He smirked fondly, already envisioning the neon collaboration as he handed Ekko a pouch of coins. Ekko gawked for several seconds, then passed it, at a loss, to Benzo, whose surprise was mixed with exasperation.
“Oi, this is getting ridiculous! Normally I'd let a Piltie pay an arm and a leg by our standards, but I know your pockets are shallow. What gives? You can't even sit at that bloody hamster desk. Are you looking for excuses to throw every cog you have at us?”
“It's for a good cause,” he argued.
……
“If you're planning another attempt, I recommend envisioning the unlikelihood of its success, the strong likelihood of lifelong, debilitating injuries, and the widespread grief it will inflict if you do manage to pull it off. Instead, consider baring your soul to the man who thinks bartending is a personality trait.”
“Silco.”
“What? Was it my observation or addressing this elephant you're all afraid to? The boy's practically parading around with a House-crested red flag.”
“I'm not!!! I'm not. Fuck's sake, you try to die a couple times and people assume it's your hobby a decade later…”
Silco raised his hands in resignation before turning back to his drink.
“Ignore them, then… He just has a queer way of showing he cares.”
“(Is that what we're calling it?)”
“HAH!”
“If your “multiple realities” theory holds merit, there must be at least one where I snap and do these imbeciles in,” he lilted.

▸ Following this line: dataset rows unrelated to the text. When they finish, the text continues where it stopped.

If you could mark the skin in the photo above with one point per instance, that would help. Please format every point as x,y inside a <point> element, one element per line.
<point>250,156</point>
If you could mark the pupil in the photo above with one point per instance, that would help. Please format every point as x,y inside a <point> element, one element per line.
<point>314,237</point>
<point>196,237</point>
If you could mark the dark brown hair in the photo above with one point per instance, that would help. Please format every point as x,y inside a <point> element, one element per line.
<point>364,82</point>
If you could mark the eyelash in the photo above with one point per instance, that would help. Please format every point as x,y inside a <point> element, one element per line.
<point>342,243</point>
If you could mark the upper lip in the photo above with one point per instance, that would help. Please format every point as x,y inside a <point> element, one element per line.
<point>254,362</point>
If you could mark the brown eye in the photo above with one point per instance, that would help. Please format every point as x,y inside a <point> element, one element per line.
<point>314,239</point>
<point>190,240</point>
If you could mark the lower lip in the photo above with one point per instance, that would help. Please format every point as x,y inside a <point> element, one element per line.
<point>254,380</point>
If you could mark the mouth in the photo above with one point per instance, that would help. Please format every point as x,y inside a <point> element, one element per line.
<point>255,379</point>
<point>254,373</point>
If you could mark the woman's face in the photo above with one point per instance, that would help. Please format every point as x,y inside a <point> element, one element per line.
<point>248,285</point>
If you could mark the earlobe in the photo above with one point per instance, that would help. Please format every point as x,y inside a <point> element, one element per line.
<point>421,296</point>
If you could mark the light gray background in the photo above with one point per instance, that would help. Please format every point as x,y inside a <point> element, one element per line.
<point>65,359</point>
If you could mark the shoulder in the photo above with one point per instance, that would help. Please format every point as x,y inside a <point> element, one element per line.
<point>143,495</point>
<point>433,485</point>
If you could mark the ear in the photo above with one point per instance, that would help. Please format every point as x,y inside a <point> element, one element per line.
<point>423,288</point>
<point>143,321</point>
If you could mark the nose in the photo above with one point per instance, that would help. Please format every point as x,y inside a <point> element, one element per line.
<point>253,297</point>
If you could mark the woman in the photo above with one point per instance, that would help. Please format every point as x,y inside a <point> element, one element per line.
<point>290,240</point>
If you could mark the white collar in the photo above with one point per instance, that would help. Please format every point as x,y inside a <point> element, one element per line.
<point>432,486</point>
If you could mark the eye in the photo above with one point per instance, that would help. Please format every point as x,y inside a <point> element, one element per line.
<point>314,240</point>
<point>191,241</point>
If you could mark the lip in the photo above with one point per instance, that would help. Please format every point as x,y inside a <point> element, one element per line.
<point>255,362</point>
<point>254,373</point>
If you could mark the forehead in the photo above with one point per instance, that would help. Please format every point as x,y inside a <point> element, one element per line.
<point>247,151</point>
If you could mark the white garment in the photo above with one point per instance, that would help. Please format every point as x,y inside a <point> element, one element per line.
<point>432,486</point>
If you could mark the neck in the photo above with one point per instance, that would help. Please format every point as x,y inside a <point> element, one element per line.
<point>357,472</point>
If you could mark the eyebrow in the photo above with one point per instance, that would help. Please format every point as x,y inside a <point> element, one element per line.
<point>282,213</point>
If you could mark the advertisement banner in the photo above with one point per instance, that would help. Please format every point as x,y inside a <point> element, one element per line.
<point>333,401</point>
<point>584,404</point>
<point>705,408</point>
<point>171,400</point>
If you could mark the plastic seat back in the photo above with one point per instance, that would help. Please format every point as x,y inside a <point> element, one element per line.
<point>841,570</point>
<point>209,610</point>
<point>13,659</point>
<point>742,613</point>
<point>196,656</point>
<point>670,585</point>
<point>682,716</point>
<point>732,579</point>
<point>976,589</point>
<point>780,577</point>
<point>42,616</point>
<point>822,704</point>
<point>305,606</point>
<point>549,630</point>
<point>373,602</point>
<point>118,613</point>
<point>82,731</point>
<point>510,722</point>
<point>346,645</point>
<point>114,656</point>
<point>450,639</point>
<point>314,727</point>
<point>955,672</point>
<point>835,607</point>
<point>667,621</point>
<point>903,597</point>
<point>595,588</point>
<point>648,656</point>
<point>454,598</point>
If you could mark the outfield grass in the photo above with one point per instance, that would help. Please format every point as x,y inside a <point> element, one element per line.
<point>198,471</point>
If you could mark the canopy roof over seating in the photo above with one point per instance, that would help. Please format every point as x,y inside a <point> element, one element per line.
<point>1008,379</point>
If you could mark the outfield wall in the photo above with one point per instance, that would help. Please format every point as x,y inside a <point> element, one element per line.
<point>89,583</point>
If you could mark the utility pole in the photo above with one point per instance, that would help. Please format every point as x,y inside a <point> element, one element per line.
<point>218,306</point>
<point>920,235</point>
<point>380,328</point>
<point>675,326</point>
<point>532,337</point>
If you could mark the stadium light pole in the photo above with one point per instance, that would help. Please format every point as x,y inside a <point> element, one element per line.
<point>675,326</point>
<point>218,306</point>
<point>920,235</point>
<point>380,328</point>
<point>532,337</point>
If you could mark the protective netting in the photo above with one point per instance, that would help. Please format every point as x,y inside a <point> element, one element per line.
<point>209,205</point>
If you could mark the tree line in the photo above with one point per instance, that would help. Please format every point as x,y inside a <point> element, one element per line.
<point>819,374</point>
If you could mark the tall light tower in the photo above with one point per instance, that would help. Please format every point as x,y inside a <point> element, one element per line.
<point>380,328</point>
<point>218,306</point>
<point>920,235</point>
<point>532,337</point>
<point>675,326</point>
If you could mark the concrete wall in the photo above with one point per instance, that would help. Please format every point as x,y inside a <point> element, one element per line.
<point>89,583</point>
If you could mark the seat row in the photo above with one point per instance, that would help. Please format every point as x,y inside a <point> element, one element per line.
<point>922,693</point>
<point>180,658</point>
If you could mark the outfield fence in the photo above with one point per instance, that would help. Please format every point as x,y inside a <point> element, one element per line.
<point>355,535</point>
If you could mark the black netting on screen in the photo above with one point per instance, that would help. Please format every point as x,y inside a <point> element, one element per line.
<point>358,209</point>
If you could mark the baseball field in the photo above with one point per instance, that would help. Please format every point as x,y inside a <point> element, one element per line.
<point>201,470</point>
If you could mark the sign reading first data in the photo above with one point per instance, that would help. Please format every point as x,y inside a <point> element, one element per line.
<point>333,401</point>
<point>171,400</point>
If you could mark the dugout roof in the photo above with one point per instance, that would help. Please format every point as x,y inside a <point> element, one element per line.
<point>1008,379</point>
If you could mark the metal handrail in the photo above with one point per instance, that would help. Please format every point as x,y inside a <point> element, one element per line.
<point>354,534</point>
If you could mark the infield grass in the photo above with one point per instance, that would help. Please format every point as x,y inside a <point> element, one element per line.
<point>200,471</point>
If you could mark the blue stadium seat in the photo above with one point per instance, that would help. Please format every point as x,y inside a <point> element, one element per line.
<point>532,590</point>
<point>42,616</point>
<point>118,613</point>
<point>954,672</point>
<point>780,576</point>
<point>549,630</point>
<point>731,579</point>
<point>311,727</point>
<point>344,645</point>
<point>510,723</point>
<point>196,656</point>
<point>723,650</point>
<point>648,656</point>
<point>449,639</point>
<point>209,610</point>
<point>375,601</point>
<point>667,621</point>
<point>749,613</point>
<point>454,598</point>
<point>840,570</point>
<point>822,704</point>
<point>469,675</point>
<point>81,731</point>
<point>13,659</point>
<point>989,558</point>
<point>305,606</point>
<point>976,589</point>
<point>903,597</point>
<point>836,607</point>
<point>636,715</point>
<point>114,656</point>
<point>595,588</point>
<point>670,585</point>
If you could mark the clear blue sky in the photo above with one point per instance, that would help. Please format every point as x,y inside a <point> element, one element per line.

Jayce shrugged but gave him a coin for his tab as consolation. Silco wrinkled his nose at it.
“How many times do I have to explain that we share amongst ourselves? If you're intent on wringing out your savings, give it to the bozo at the register whose hands are already dirty.”
He complied in bemusement, and Benzo began to object again but Vander intervened and offered Jayce a drink, which he politely declined because he couldn't stay. Vander instead prepared a toast, sending the much younger adults off to call in Vi, Claggor, and Mylo while he poured them juice.
“Just remember, our doors are always open for you. Try not to fall on hard times, but we'll be there to catch you as best we can. And if you ever want to talk about anything, you know where to find me.”
Jayce nodded with an appreciative smile as the others returned. Benzo raised his glass.
“May that furry troll bastard stay away for a millennia this time around, and may we embody exactly why he can shove it.”
Unanimous cheers resounded over their clinks.
“Dammit, Vander, I'm a grownass woman who drinks booze,” she huffed once she noticed her juice. Mylo snickered and received a splash for it, which Claggor smirked at from a safe distance.
“What use could you possibly have for that ancient rubbish? You might as well just find a toddler-sized prodigy to bestow it on.”
…
“Dunno, maybe I am sentimental… How're your parents holding up?”
“Mother's royally ticked off. Our holdings and influence took a hit, as you can imagine, but she's blowing it out of proportion. This was a calculated maneuver in their strategy of dismantlement; she's lucky they even spared her with the way she was waving her rifle around.”
“I'm sure she'll find a real job soon enough if she changes her attitude,” he quipped, a callback to when she snubbed his humanitarian proposal. Cait rolled her eyes in bemusement.
“She'll never change— she'd sooner lose her head than bring it to the level of “common paupers.” She's already acting like we've been put through a guillotine. It's a dreadfully sordid affair, really.”
He chuckled, and she cracked a smile. They fell into comfortable silence as he finished polishing the desk.
“... Have you uncovered anything of interest? Perhaps documents or a key?”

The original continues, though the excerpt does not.